Das Landgericht (LG) Augsburg billigte dem Mieter mit Urteil vom 23.2.2010 (4 S 3445/09, WuM 2011, S. 366) einen Anspruch auf Erteilung der Pfandfreigabeerklärung gegenüber der Kreissparkasse zu. Der Vermieter habe mit der Übergabe des Kautionssparbuchs das Pfandrecht aufgegeben. Die Verpfändung der Sparguthabenforderung erfolge nach §§ 1273 ff., 1279 ff. BGB nach den Regeln über die Forderungsverpfändung nach den Vorschriften der Übertragung. Zur Verpfändung der Sparforderung sei die Abtretung nach § 398 BGB, außerdem nach § 1280 BGB zur Wirksamkeit die Anzeige des Gläubigers gegenüber dem Schuldner erforderlich. Für die Aufgabe des Pfandrechts fehle eine entsprechende gesetzliche Regelung, woraus folge, dass die Aufhebung des Pfandrechts zwischen den Parteien eine Anzeige an die Bank gerade nicht voraussetze.

In der Übergabe des Sparbuchs liege regelmäßig eine stillschweigende Abtretung.
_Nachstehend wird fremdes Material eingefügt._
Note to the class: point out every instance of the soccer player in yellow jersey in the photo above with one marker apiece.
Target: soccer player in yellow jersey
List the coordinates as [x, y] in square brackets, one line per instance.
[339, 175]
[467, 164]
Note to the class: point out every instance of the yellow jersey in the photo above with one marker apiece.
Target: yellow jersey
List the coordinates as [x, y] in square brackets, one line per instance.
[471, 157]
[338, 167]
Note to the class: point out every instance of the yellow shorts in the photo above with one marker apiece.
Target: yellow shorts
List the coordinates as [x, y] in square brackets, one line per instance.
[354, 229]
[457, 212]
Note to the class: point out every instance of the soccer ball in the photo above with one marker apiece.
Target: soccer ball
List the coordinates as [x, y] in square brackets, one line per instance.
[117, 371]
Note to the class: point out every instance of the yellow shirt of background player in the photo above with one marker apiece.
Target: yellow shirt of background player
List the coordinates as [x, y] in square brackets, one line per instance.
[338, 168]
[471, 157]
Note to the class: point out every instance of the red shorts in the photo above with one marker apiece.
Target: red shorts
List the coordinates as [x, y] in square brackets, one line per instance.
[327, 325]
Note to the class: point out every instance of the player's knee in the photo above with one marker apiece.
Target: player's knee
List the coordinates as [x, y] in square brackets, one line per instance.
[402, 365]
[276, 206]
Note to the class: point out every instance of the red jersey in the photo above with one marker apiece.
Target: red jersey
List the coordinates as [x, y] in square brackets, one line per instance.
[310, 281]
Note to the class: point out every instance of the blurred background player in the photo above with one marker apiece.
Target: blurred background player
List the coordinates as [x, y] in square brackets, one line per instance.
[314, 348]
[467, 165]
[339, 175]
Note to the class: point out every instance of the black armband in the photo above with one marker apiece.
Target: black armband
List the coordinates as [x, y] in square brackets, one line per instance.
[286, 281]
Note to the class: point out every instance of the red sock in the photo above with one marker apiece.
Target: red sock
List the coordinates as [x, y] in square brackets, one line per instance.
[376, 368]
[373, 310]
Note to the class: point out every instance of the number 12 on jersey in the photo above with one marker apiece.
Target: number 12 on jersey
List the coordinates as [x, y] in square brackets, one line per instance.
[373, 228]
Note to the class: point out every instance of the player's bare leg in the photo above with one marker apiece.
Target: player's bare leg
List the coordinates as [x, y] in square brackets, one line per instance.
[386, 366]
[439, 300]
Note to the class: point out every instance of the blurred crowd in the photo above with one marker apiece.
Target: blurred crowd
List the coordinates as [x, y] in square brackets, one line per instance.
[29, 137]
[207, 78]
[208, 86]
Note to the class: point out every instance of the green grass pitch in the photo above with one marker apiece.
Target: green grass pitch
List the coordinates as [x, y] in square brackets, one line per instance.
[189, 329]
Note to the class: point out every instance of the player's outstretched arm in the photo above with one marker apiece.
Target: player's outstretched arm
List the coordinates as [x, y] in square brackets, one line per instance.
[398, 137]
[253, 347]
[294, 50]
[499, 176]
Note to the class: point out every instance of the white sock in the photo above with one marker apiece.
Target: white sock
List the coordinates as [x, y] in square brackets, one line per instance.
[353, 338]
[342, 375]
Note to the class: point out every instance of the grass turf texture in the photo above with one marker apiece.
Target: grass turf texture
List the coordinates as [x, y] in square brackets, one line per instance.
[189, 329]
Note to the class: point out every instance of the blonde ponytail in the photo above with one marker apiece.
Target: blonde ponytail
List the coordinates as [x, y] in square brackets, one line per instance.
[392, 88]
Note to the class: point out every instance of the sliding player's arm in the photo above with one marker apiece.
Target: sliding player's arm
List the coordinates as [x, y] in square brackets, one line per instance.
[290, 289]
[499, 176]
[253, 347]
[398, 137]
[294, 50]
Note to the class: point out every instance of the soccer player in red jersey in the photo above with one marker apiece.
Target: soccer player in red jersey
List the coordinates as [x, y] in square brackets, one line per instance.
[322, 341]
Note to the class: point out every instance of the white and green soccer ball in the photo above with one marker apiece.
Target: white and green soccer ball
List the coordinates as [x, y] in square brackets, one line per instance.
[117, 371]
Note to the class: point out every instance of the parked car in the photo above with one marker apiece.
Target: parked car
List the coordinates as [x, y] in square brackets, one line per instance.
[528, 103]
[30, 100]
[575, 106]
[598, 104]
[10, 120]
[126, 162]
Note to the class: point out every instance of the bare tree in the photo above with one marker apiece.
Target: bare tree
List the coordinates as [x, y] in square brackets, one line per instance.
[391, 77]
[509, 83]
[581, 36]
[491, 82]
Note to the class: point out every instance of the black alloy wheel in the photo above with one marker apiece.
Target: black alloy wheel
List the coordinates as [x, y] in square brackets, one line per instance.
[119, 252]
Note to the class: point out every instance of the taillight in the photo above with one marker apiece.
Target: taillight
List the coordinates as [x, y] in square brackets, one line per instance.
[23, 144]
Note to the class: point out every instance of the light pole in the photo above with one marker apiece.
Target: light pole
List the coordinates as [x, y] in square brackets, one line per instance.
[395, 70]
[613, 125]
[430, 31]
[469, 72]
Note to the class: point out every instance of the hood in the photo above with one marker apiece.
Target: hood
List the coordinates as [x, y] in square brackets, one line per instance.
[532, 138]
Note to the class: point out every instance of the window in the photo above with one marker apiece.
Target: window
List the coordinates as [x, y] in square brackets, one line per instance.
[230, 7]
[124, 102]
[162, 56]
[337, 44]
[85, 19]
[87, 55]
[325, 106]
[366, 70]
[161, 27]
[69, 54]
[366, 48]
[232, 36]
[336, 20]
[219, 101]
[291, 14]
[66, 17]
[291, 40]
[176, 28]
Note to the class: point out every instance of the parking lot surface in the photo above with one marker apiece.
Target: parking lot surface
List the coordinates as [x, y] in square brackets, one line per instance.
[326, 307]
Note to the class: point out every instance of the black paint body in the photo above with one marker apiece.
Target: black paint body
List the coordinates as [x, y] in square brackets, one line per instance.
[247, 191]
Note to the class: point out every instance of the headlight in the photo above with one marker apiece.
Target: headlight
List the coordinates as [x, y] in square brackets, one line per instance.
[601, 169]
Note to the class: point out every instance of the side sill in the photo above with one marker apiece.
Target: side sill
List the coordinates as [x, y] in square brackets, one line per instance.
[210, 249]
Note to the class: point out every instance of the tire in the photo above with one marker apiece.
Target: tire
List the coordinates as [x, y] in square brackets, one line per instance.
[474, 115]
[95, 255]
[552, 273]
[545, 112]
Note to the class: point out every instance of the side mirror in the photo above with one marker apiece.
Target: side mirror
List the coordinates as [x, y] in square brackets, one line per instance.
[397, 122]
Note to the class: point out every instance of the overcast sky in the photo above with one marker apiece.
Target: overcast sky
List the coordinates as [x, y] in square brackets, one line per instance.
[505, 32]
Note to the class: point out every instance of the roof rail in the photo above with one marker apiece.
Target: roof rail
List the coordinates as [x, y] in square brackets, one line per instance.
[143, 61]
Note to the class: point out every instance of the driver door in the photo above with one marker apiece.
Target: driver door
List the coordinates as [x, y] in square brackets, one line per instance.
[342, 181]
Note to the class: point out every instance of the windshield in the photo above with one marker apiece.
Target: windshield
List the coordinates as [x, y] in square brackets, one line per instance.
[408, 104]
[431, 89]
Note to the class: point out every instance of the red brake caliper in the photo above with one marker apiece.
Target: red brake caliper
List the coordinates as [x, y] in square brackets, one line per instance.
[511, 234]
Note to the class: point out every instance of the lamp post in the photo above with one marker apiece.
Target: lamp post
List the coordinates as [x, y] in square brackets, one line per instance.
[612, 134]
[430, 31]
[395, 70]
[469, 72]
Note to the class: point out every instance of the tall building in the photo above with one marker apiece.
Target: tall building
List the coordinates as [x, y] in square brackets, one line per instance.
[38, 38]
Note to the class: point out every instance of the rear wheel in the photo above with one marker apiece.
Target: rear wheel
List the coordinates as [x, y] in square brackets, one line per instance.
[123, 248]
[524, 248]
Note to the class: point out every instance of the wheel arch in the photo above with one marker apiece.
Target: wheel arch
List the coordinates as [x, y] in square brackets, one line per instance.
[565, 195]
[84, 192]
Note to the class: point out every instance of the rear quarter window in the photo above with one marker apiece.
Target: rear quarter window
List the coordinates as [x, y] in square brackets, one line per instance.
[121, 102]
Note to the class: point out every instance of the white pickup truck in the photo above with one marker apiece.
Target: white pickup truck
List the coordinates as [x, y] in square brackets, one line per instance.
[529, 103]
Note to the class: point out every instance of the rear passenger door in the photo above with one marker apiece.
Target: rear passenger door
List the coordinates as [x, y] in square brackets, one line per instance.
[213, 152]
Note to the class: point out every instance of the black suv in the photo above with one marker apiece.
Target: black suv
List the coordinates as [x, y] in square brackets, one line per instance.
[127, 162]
Deshalb habe der Vermieter durch die Rückgabe des Sparbuchs an den Mieter fünf Tage nach der Besichtigung und der Übergabe der Mietwohnung stillschweigend die Aufgabe des Pfandrechts erklärt. Im übrigen haben die Parteien untereinander in der Verpfändungserklärung kein Schriftformerfordernis für die Freigabe vereinbart. Gerade der Wortlaut der Erklärung zeige deutlich, dass zum einen zwischen den Parteien das Pfandrecht eher erlöschen könne als gegenüber der Sparkasse und zum anderen die Schriftform nur gegenüber der Sparkasse gelte.

Die Widerklage sei dagegen unbegründet. Denn der Vermieter habe keinen Anspruch gegen den Mieter auf Rückgabe des Kautionssparbuchs, da er mit dessen Rückgabe das Pfandrecht aufgegeben und die Kaution freigegeben habe.

Auch dieser Fall belegt, dass man als Vermieter vor der Unterzeichnung von Rückgabeprotokollen und vor der Freigabe von Mietsicherheiten unbedingt eingehend die zurückzunehmende Wohnung bei Ende des Mietverhältnisses auf Schäden und generell auf einen vertragsgemäßen Zustand überprüfen muss. Wegen rechtlicher Nachteile sollte eine Kaution in Form eines verpfändeten Sparbuches, lautend auf den Namen des Mieters, nicht akzeptiert werden.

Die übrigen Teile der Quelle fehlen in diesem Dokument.